= Humanist Party of Ontario =

Unregistered political party in Ontario, Canada

The Humanist Party of Ontario (HPO) was an unregistered political party in Ontario, Canada. The party has fielded candidates in the 1994 Toronto municipal election, the 1997 Toronto municipal election, the 1999 provincial election, and the 2003 Toronto municipal election. The HPO was a member of the Humanist International.

==Ideology==

The party's philosophy has its roots in the current of thought known as New or Universal Humanism, which has been developed since the 1960s by Mario Rodríguez Cobos. The HPO argues that, "by the very fact of being human, people should have their basic rights met".

==Manifesto==

The Humanist Party issued a document in 1999 entitled "ORANGE BOOK: For an Ontario of Human Rights". The basic positions outlined in this book include:

- a constitutional guarantee of free and universal health care
- free and universal post-secondary education
- greatly reduced or free public transportation fees
- interest-free community banks to provide small-business loans
- co-management of businesses by labour and capital to stimulate the economy and reduce unemployment
- voter recall for negligent elected officials
- the establishment of a Ministry of Human Rights in Ontario.

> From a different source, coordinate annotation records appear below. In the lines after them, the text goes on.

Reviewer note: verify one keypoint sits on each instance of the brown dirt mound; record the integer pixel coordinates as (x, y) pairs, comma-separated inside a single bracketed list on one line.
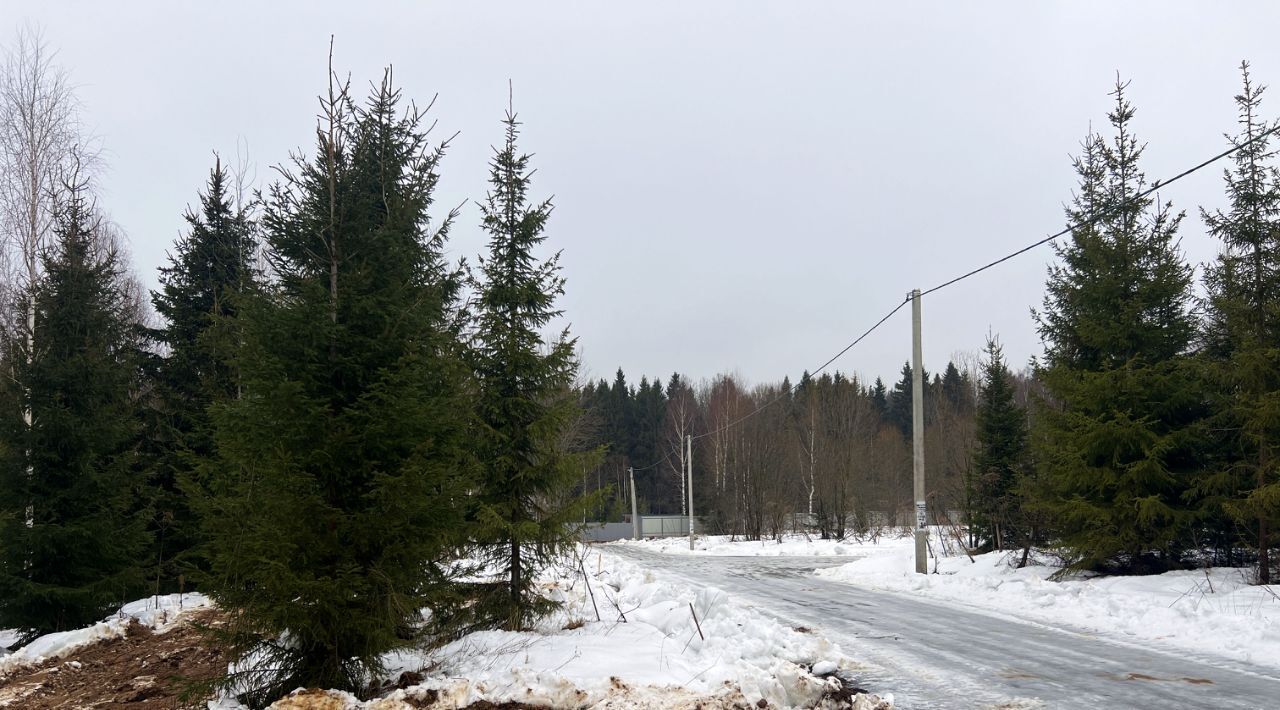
[(140, 670)]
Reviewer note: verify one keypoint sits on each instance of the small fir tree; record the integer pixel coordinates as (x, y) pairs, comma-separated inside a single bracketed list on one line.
[(336, 493), (1000, 454), (210, 266), (1242, 338), (1120, 438), (526, 516), (71, 531)]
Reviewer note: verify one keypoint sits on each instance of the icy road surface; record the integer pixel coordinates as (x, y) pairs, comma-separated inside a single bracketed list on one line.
[(937, 655)]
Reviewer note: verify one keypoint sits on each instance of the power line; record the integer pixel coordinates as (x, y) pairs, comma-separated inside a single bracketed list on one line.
[(1068, 229), (821, 367), (1105, 214)]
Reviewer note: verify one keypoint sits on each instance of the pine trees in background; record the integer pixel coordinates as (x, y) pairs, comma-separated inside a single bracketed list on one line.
[(1242, 330), (71, 532), (1119, 436), (1000, 456), (525, 509), (211, 265), (336, 493)]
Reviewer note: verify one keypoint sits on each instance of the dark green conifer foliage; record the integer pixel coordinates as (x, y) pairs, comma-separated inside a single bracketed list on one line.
[(1000, 454), (210, 266), (899, 403), (336, 494), (74, 473), (1243, 330), (880, 397), (1120, 445), (526, 513)]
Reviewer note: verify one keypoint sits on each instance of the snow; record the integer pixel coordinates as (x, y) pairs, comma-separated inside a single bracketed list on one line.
[(155, 612), (800, 545), (656, 658), (653, 659), (1210, 610)]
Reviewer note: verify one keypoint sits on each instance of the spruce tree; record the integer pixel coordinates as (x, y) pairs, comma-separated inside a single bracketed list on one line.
[(210, 266), (1000, 454), (336, 493), (525, 513), (1243, 330), (1119, 438), (71, 531)]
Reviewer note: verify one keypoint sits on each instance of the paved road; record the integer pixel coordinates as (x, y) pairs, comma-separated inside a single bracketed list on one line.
[(935, 655)]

In 2003, the Humanist Party began a campaign entitled "Humanize Toronto", calling for an end to homelessness and free Toronto Transit Commission access on smog days. It also released an alternative budget for the city. The party's candidates and electoral results from 2003 are listed here.

==Party candidates==
===Jorge Van Schouwen===

Van Schouwen is a perennial candidate for office. He campaigned in the 1985 Quebec election in Mont-Royal as a candidate of the Parti humaniste du Québec, and received 54 votes, finishing eighth against Liberal candidate John Ciaccia. He was 31 years old at the time (Montreal Gazette, 25 November 1985). He received 99 votes in the 1999 Ontario election, finishing seventh against Liberal Gerard Kennedy in Parkdale—High Park.

His electoral record at the municipal level is as follows:

- 1997 Toronto election, Ward 19, 599 votes, eighth out of eight candidates. The winners for this two-member ward were David Miller and Chris Korwin-Kuczynski.
- 2000 Toronto election, Ward 14 Councillor, 416 votes, fourth out of four candidates. The winner was Chris Korwin-Kuczynski.

===Roberto Verdecchia===

Verdecchia is the co-founder of Annex newspaper. He supports lowering the voting age to sixteen, and entrenching the right to health care and free post-secondary education in the Canadian Constitution (Toronto Star, 30 May 1997). In 1996, he participated in a press conference with David Suzuki to draw attention to a boycott of the pulp and paper multinational firm Daishowa, and Daishowa's subsequent lawsuit against those behind the boycott.

He has also produced "Making a Killing: Canada and the Arms Trade".

Verdecchia opposed plans for a bridge to the Toronto airport in the 2003 municipal election, and called for the establishment of "micro-banks" to provide interest-free loans in different neighbourhoods (Toronto Star, 6 November 2003). He was listed as 32 years old.

Electoral record
| Election | Division | Party | Votes | % | Place | Winner |
|---|---|---|---|---|---|---|
| 1997 federal | Trinity—Spadina | Ind. | 129 |  | 10/10 | Tony Ianno, Liberal |
| 1997 municipal | Ward 24 Council | - | 787 | 1.58 | 8/9 | Olivia Chow and Kyle Rae |
| 1999 provincial | Trinity—Spadina | Ind. | 258 | 0.72 | 6/8 | Rosario Marchese, New Democratic Party |
| 2000 municipal | Ward 20 Council | - | 1,126 | 9.59 | 3/3 | Olivia Chow |
| 2003 municipal | Ward 20 Council | - | 484 | 4.77 | 4/5 | Olivia Chow |

The party's other candidate in the 1999 provincial election was Matthew Albrecht of Kitchener—Waterloo, who received 202 votes.